I have spent just over 17 years in polling at Public Opinion Strategies. That had occurred to me, certainly, but not in the same way until Jon Stewart voiced the same timeline in his announcement this week that he would be leaving “The Daily Show.” Seventeen years. As they say, the days are long, but the years are short.
Much is being written and will be written about Jon Stewart. References to a Time survey in which respondents named him the most credible anchor in news are found in several articles already. Unfortunately, that survey was more of an on-line popularity contest, akin to what one sees in local newspapers purporting to measure public opinion.
Here’s what we do know from our valid surveys – Jon Stewart did in fact blur the line between entertainment and news more than even the programming gurus on 24-hour cable networks have done. Jon Stewart just did it with that knowing wink in his eye.

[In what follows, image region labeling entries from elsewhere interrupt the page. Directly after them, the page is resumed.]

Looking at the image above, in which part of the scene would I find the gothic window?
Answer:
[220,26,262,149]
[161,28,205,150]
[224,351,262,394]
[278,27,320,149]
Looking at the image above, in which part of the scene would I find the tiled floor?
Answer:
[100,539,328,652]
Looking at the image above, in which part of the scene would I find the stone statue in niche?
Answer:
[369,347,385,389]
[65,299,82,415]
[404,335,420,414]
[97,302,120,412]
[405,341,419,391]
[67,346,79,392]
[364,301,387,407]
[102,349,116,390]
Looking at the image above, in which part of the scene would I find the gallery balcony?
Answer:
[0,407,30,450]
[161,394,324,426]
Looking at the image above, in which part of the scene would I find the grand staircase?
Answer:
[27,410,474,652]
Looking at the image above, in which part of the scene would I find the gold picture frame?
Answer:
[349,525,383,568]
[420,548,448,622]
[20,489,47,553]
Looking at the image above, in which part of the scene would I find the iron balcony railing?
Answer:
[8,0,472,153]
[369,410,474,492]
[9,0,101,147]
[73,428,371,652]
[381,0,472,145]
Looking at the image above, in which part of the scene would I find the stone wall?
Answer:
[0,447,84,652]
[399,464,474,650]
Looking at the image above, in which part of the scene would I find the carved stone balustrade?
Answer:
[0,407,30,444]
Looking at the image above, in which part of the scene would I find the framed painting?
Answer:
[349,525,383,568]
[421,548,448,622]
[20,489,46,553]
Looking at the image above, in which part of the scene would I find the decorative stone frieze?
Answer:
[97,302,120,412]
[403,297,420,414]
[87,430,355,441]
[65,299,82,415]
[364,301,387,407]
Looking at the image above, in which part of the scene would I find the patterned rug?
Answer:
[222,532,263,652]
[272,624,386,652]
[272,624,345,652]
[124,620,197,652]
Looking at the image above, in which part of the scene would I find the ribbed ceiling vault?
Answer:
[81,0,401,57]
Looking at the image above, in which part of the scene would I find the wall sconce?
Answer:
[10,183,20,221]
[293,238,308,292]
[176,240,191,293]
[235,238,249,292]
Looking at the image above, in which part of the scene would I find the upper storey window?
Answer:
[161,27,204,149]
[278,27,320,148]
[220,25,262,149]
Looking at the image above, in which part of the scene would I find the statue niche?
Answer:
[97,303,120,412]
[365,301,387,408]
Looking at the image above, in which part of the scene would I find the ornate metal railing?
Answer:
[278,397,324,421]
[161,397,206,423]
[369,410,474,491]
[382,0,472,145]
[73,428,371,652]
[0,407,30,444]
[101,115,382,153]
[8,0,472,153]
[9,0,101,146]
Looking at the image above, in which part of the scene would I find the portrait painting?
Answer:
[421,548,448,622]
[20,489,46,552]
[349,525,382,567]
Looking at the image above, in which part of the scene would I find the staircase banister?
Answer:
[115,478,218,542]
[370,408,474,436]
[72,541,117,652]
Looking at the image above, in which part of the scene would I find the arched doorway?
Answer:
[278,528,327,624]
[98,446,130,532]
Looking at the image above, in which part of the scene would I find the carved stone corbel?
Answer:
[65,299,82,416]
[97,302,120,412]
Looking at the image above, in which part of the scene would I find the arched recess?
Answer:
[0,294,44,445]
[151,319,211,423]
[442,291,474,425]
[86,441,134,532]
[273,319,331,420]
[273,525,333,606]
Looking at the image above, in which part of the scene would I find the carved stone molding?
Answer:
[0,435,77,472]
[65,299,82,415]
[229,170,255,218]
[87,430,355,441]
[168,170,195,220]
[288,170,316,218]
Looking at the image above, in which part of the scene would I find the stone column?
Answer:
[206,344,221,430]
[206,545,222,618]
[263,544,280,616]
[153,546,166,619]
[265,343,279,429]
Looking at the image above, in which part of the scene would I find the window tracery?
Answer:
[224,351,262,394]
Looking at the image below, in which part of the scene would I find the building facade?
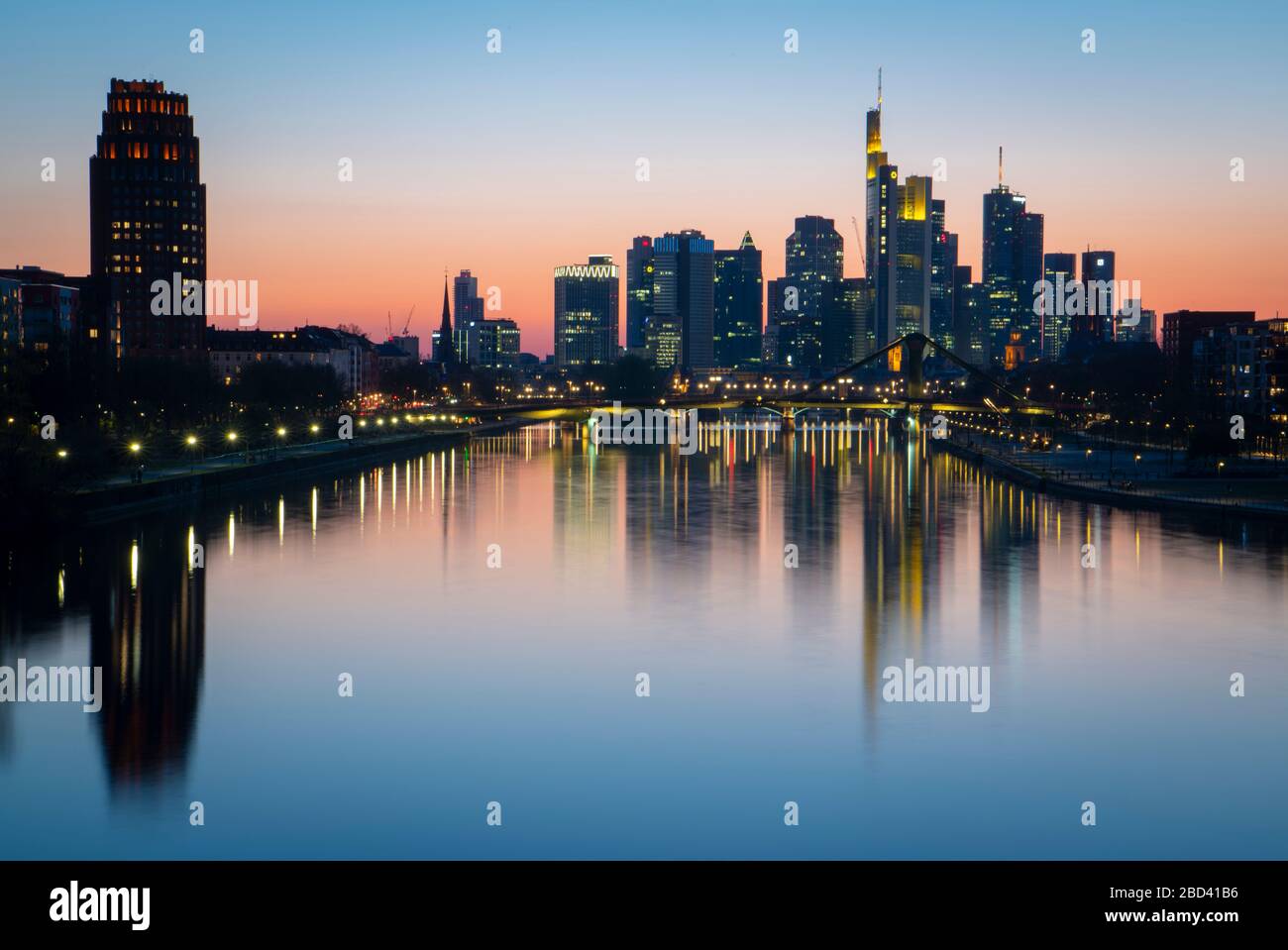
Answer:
[89,78,206,360]
[712,232,765,369]
[555,255,618,367]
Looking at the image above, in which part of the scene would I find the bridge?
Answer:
[458,332,1061,429]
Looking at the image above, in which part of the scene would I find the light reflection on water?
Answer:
[0,420,1288,857]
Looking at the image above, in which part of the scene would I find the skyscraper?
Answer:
[644,229,715,369]
[930,198,957,350]
[894,175,934,337]
[864,69,899,348]
[982,150,1043,363]
[1082,247,1117,343]
[710,232,765,369]
[833,276,876,366]
[1013,211,1046,360]
[626,235,653,356]
[780,215,846,367]
[452,270,483,324]
[1037,251,1078,361]
[89,78,206,361]
[432,274,456,367]
[555,254,617,367]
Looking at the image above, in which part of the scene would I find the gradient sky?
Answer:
[0,0,1288,356]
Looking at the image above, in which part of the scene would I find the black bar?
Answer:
[0,861,1267,942]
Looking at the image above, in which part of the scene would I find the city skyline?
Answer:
[0,5,1285,356]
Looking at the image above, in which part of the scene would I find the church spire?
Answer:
[434,270,456,363]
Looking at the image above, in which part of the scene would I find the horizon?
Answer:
[0,3,1288,357]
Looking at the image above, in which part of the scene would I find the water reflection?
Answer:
[0,416,1288,856]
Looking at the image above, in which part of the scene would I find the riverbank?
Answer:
[65,421,525,524]
[932,439,1288,520]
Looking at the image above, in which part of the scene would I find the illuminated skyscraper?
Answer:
[894,175,934,337]
[866,69,899,348]
[452,270,483,325]
[555,254,617,367]
[626,235,653,356]
[1037,253,1078,361]
[89,78,206,361]
[780,215,849,367]
[1082,249,1117,343]
[644,229,715,369]
[833,276,876,366]
[713,232,765,369]
[983,150,1043,363]
[930,198,957,350]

In a national survey of voters last month, we asked them to tell us from which television show or network they receive most of their “information about current and political events.” While certainly traditional news outlets dominate still, one-in-20 point to Jon Stewart as their main news source. (Notably, one-quarter say they receive their news from something other than TV.)
That five percent may not seem like much, but it equates to over 11 million Americans of voting age. Moreover, one can see that those saying Stewart is their latter day Cronkite are far more likely to be in the increasingly important Millennial sub-group, as well as male and center-left on the political spectrum.
Jon Stewart’s reach has been broader than this of course. We’ve seen on more than one occasion where a Daily Show segment is cited as information in a focus group on a particular topic. And, certainly there are many more who simply enjoy the program for its wit and entertainment value, without considering it to be their main source of news. There will be big shoes to fill for the next host.